Un jeu malsain venait de prendre place entre moi et mon bourreau. J’ai beau essayer de lui faire comprendre qu’il peut passer son chemin, qu’avec moi, il n’arrivera à rien, mais c’est l’effet inverse qu’il se produit. Il semble apprécier chacune de mes paroles.  Lorsque je prends son visage entre mes mains, quelque chose dans son regard me dit que pour une fois, j’ai affaire à quelqu’un comme moi, voir même pire que moi. Je n’ai jamais pu résister à un défi et, cet inconnu représente un véritable défi pour moi ! Ce sera à qui flanchera le premier, mais à ce petit jeu là je suis imbattable. J’ai vu et vécu tant de chose, que plus rien ne peut me faire peur. Je suis née dénué de cœur. Dénué d’émotion. Dénué d’humanité. S’il est le genre de mec qui prend son pied en faisant peur aux jeunes femmes, il risque d’être frustrer avec moi.

Le contact de sa main sur ma joue me fait frissonner légèrement. Il me force à le regarder. Je ne lutte pas et le laisse faire. Nos regards se croisent à nouveau. Je ne baisse pas le regard et le fixe d’un air blasé. Je dois avouer que son petit manège commence à m’ennuyer un peu. Je hausse un sourcil lorsqu’il me dit ne pas vouloir me faire peur. C’est vraiment un personnage étrange. Il semble tout faire pour me faire fuir, mais me dit ne pas vouloir me faire peur. Perdue dans mes pensées, je ne vois tout de suite sa main venir s’emparer de mon poignet. A peine le temps de comprendre ce qu’il m’arrive, que je me retrouve allongé sur le banc, lui au-dessus de moi. Je ne bouge pas et le fixe calmement. Je soupire d’ennuie lorsqu’il me dit que je ne suis pas tombée sur la bonne personne.  Je n’ai pas le temps de répondre, qu’il m’arrache mon chemisier. Alors c’est donc ça qu’il veut ? Profiter de moi ? Je sens la haine monter en moi petit à petit, tel un poison s’insinuant lentement dans mes veines. Cela me rappelle de mauvais souvenirs. « Tu n’es pas le seul à avoir essayé d’abuser de moi. » J’affiche un sourire sadique. « Et le dernier qui a osé me faire ça, il a fini six pieds sous terre ! Si tu tiens à la vie, tu ferais mieux de dégager et de prier pour que je ne te retrouve pas».
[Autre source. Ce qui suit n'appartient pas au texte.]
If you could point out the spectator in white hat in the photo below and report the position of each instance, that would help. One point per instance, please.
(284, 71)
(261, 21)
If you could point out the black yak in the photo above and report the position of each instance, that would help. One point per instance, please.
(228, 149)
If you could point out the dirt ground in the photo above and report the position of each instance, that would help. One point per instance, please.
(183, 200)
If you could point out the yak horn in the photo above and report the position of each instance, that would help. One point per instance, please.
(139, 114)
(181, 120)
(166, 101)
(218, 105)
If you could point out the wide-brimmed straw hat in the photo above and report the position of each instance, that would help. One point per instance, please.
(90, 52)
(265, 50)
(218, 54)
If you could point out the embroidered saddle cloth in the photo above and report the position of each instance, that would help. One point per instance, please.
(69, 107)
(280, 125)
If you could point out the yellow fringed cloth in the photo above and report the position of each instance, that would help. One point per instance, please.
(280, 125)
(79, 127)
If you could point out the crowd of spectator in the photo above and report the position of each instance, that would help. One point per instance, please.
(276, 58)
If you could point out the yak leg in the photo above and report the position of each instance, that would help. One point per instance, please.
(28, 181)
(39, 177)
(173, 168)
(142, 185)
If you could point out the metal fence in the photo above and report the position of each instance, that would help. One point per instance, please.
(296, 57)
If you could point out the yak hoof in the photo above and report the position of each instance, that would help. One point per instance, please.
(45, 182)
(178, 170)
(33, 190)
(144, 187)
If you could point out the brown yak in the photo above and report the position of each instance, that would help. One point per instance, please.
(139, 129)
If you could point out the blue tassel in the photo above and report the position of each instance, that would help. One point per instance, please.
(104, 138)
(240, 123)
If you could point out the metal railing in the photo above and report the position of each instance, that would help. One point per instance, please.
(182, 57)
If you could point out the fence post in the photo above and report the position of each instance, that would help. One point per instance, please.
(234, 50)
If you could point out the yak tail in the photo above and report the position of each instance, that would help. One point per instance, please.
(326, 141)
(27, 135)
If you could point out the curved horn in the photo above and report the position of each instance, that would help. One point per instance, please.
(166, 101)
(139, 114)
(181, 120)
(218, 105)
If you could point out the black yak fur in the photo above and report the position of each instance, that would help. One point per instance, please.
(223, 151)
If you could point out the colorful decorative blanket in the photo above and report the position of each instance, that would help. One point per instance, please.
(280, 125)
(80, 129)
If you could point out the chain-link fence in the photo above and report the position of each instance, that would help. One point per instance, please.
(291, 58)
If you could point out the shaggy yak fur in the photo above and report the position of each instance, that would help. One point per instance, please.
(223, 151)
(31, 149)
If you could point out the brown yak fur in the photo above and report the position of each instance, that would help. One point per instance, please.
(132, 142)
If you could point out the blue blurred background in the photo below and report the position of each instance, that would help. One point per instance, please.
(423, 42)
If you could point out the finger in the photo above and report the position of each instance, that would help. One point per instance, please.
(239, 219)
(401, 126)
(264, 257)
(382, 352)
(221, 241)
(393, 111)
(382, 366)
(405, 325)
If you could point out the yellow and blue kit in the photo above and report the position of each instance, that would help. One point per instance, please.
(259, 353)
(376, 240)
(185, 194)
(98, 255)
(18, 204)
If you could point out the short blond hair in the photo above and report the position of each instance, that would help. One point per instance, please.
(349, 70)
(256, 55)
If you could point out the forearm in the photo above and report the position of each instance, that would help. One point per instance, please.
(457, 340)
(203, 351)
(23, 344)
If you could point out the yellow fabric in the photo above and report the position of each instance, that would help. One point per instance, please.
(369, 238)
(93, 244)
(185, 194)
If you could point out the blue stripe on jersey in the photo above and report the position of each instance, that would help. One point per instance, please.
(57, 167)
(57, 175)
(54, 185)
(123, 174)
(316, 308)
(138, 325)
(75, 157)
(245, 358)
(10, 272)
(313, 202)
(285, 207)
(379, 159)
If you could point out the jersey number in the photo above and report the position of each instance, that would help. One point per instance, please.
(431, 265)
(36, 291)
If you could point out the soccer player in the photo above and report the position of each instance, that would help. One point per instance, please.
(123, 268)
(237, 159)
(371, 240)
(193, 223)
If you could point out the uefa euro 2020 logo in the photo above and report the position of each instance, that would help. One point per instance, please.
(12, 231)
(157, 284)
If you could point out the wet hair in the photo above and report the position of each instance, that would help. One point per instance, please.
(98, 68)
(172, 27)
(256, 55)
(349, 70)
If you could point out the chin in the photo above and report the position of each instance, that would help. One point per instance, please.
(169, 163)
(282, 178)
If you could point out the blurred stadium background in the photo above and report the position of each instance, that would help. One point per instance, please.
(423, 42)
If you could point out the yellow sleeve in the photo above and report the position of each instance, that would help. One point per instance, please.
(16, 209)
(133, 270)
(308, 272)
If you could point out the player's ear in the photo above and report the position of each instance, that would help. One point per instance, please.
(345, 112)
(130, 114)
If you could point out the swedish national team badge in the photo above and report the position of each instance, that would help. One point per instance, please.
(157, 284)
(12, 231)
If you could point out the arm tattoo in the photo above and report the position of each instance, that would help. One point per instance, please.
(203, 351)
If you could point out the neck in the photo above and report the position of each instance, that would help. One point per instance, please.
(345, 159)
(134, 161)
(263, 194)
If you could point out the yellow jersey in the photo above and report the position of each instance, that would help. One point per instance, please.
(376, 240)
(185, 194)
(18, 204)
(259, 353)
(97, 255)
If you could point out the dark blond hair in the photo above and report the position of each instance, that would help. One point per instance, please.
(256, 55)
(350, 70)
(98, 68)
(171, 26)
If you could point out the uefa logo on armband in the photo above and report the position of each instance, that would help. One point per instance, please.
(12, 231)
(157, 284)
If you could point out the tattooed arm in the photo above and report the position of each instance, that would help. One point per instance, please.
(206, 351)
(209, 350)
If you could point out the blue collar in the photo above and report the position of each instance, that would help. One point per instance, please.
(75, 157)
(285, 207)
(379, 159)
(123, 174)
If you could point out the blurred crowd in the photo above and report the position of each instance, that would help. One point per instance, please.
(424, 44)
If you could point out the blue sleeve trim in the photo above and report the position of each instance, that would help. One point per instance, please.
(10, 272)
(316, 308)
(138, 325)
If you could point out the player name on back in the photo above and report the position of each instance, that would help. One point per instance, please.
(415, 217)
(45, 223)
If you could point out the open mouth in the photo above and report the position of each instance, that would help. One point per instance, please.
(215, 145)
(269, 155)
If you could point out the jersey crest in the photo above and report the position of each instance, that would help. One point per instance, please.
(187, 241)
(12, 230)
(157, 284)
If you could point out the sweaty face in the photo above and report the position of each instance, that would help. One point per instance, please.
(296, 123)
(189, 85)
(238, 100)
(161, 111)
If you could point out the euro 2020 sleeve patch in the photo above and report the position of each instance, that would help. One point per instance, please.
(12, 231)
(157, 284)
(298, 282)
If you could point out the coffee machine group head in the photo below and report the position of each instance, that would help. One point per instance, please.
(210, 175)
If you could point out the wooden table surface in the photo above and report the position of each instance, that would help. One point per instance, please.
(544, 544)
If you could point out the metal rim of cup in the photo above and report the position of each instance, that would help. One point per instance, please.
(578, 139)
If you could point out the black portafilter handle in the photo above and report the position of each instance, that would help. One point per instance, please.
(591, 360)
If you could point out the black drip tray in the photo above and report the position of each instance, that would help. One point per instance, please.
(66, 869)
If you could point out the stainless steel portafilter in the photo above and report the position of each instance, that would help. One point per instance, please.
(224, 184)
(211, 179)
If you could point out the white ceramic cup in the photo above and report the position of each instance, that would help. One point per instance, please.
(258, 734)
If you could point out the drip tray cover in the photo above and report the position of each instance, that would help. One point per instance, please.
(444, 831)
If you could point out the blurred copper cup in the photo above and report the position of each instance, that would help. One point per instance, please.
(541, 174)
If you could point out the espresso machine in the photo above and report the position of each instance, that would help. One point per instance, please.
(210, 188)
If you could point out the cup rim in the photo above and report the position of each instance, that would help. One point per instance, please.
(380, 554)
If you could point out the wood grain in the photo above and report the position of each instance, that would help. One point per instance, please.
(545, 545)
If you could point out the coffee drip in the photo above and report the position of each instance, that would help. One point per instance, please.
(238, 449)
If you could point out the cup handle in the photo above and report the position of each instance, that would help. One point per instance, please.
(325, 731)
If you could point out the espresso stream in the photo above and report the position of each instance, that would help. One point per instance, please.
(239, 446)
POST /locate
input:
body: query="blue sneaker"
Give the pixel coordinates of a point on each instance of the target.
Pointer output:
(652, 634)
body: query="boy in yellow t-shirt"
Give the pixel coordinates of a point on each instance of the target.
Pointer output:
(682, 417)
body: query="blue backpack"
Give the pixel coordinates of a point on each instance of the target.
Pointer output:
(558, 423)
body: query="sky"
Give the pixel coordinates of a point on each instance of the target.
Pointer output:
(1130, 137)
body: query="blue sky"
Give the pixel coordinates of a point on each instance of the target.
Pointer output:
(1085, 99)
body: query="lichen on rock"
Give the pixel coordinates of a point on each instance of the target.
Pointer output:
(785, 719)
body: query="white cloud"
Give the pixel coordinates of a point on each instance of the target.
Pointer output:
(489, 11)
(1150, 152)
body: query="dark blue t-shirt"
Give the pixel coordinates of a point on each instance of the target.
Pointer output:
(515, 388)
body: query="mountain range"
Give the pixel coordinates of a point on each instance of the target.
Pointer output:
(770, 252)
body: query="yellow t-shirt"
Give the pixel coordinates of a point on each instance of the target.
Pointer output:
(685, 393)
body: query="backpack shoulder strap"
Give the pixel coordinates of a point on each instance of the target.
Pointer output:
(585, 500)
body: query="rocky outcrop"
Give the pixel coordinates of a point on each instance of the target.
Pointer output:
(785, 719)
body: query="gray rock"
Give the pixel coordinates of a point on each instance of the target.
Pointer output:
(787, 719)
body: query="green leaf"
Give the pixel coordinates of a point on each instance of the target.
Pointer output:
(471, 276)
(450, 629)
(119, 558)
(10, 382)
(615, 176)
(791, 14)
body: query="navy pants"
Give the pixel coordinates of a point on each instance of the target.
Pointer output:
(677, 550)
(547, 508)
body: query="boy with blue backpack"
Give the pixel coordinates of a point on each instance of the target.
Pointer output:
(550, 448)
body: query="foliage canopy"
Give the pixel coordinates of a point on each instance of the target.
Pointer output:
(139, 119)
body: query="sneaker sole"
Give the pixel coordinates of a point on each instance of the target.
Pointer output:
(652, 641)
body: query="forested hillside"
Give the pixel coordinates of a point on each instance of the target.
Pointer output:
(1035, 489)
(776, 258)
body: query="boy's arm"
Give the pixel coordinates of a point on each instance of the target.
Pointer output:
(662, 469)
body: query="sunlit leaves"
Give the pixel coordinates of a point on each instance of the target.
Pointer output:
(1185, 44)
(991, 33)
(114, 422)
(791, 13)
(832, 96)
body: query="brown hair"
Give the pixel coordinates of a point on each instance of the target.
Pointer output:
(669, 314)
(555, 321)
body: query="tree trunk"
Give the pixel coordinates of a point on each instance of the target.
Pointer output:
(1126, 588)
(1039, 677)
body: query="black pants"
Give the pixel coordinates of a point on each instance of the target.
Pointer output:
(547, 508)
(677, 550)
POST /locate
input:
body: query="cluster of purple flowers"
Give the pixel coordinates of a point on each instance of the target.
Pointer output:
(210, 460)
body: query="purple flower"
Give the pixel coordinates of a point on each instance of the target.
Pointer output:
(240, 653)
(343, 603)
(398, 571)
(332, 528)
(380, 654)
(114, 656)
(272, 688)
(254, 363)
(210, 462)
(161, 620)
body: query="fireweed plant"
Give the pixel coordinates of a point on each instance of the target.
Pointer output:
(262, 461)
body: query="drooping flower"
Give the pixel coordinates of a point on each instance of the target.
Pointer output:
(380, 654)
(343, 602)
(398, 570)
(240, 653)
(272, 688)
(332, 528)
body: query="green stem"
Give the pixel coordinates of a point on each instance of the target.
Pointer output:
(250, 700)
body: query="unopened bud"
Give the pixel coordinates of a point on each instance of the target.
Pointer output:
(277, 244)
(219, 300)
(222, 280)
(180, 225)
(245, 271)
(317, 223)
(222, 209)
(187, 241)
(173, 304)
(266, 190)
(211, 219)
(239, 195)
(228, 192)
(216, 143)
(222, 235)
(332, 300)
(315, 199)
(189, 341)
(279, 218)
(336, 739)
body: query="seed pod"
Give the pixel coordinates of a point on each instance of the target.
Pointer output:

Avec ce geste, il a réussi à réveiller  le monstre qui se cache en moi et que je tente de contenir depuis le début de la conversation. Ce même monstre me hurle de lui faire payer son geste, de lui faire subir le même sort que l’autre vieux pervers. Instinctivement, ma main glisse jusqu’à ma poche. Mince ! Je n’ai pas pensé à prendre d’arme. Je voit devoir utiliser mes mains, ce que je déteste faire. Le son de sa voix me tire de mes rêveries, mais je ne répond pas.Sentir son corps contre le mien me dégoûte. Je déteste ce genre de contact, surtout lorsque je ne l’ai pas décidé. Petit à petit, je laisse le monstre prends possession de moi, je libère toutes les chaînes. Jusque-là, je ne me suis pas débattu, mais il est temps d’agir. En me servant de mes jambes, je le fais basculer sur le sol et me positionne au-dessus de lui. Une main serrant sa gorge et l’autre, formant un poing prêt à frapper. « Je te laisse une dernière chance de partir…Si tu restes, tu le regretteras ! Je t'en fais la promesse. ».